We are talking of days when the population of our islands was as mixed as it has ever been. There were pagans worshipping Faunus and other local deities, Latin-speaking Roman-British Christians, Dumnonians and their tribal kings and later, of course, King Arthur, who exercised a spell-binding influence on later generations including Malory, Milton and Tennyson.
If we think we have grown out of all that and are content to restrict our interests to what English Christianity has become since the days of Henry the Eighth, we should think again. We have the calendar to remind us of the lingering influence of Norse and Greek gods and goddesses. The origins of the names of the days of the week similarly pre-date Christian influence – Sunday, Moon Day, Tiw’s day, Woden’s day etc.
Lud was a pre-Roman king who gave his name to Ludgate Circus. Leir came from a similar era and became a familiar figure to theatre-goers thanks to Shakespeare. Mellitus has emerged out of obscurity to become the figurehead of a training scheme for the clergy in the 21st century. He arrived in Britain with others to support Augustine and was made bishop in 604 CE. As Bishop of London he found that the pagan citizens of London did not take to him and he was chased out of the city. He fled to Gaul and later returned to become Archbishop of Canterbury. By then Continental Christianity was being naturalised in a country that was a mix of pagan and Romano-British people and would go on to become a glittering Anglo-Saxon Christian society.

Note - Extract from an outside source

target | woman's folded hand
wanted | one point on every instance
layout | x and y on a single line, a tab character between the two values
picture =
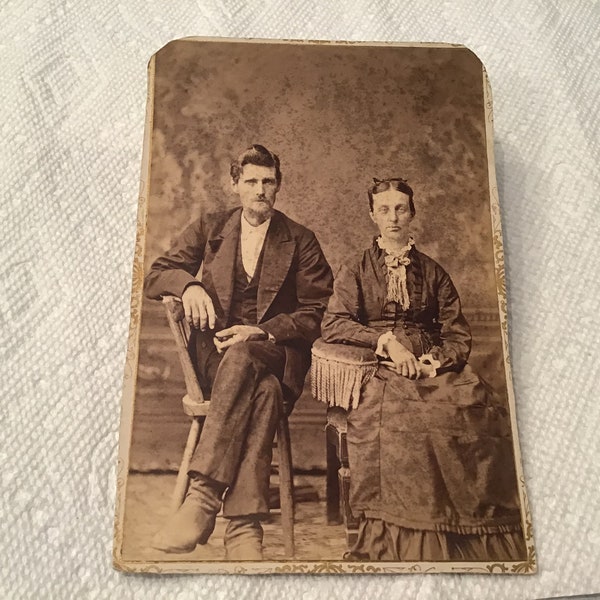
405	362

After the Norman conquest English Christianity, just like Christianity in the days of Langland, Chaucer and Wycliffe, was very different from the Christianity we are familiar with today. Before the watershed of the Reformation there was a mix of paganism, ribaldry and feudalism that is epitomised in the ballad of Friar Tuck and the Bishop of Hereford. We should not, however, forget that others than Chaucer had a great respect for the honest and hard-working poor parson of a town that we meet in ‘Canterbury Tales’. Goldsmith viewed his village preacher ‘passing rich with forty pounds a year’ in the same light.
We make a mistake when we forget our ancestry.
MAGGOT
We all know Arne’s ‘Rule Britannia’ but few of us are familiar with his maggot. Martin Penrose, organist at Lymington parish church, has unearthed an organ solo by Arne called ‘The Maggot’, meaning a whimsical item, and has added it to a recital he is performing. He explains his find in ‘Lymington Parish News’.
FEELING FINE
If you happen to be in Alnwick and are feeling fine, then phone the Vicar, Paul Scott. He explains in his parish magazine that feeling fine can be interpreted as feeling frustrated, insecure, neurotic and exhausted. He sometimes feels that way himself and has a listening ear for any who wish to talk about it.